Fatal: The Poisonous Life of a Female Serial Killer by Harold Schechter

My rating: 4 of 5 stars

This is a well written true crime novel about Jane Toppan that was about a 3.5 star read for me. At first I was annoyed with it because it took over fifty pages to get to Jane. The beginning was spent on another serial poisoner with only connection, beyond the type of crime was one of the doctors knew both poisoners via their victims (which you don’t know until much later so this seemed like so much needless filler.) There’s another odd bit of filler toward the end with the world’s fair that I basically skimmed.

Jane is interesting because not only is she a sociopath gaining sadistic sexual gratification from the poisonings, she’s intelligent. Jane did have a rough start in life (something many -but not all like the book claimed - sociopaths share). Jane was very jealous of her foster sister who landed a good husband (pastor) but Jane had no luck in the love department (which she later blames for her murderous habits).

Jane trained as a nurse and like most narcissistic sociopaths was adept at charming people and blaming others for mistakes. In spite of never getting her license (and killing dozens while training) Jane became a private nurse, killing patients, family and friends as she please. What makes her interesting and different from the usual arsenic poisoners is her choice of murder weapon.
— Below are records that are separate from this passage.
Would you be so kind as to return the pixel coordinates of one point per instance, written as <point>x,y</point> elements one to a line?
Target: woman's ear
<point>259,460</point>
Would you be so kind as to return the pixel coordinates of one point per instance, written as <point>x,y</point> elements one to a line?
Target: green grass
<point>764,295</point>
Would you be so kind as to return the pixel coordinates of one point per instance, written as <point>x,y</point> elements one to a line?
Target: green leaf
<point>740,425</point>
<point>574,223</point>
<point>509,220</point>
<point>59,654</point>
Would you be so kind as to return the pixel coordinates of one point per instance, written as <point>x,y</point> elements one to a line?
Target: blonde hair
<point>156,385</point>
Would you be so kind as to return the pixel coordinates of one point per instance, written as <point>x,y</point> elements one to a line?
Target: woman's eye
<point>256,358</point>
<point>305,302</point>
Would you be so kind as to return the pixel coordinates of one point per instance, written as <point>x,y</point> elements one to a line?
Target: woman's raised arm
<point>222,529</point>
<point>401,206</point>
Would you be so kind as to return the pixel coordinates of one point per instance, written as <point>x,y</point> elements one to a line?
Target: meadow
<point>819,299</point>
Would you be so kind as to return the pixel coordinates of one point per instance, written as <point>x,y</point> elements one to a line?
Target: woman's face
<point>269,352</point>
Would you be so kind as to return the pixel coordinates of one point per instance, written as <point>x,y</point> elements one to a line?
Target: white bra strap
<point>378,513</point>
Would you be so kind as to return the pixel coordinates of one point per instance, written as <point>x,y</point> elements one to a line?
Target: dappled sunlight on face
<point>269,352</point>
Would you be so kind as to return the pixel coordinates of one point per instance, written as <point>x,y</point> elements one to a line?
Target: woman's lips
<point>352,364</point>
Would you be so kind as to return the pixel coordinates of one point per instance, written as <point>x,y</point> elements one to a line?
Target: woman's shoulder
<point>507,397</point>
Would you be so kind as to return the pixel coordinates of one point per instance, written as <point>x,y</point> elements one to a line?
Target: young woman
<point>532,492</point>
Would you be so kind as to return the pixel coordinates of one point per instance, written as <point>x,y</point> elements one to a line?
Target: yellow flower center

She used two contrasting drugs of atropine and morphine to mask their pupillary affects and other symptoms. It worked wonders in confusing the doctors. What really amazed me was who finally figured it out (hint, it wasn’t a doctor). It dragged a bit with all the court details (for me the less said about the court proceedings the better). I’d recommend this one.

And a minor spoiler here: I wonder if what happened in the asylum was Jane being influenced by the other patients, the way we see a decline in cognition in competent patients if they’re put among those with dementia.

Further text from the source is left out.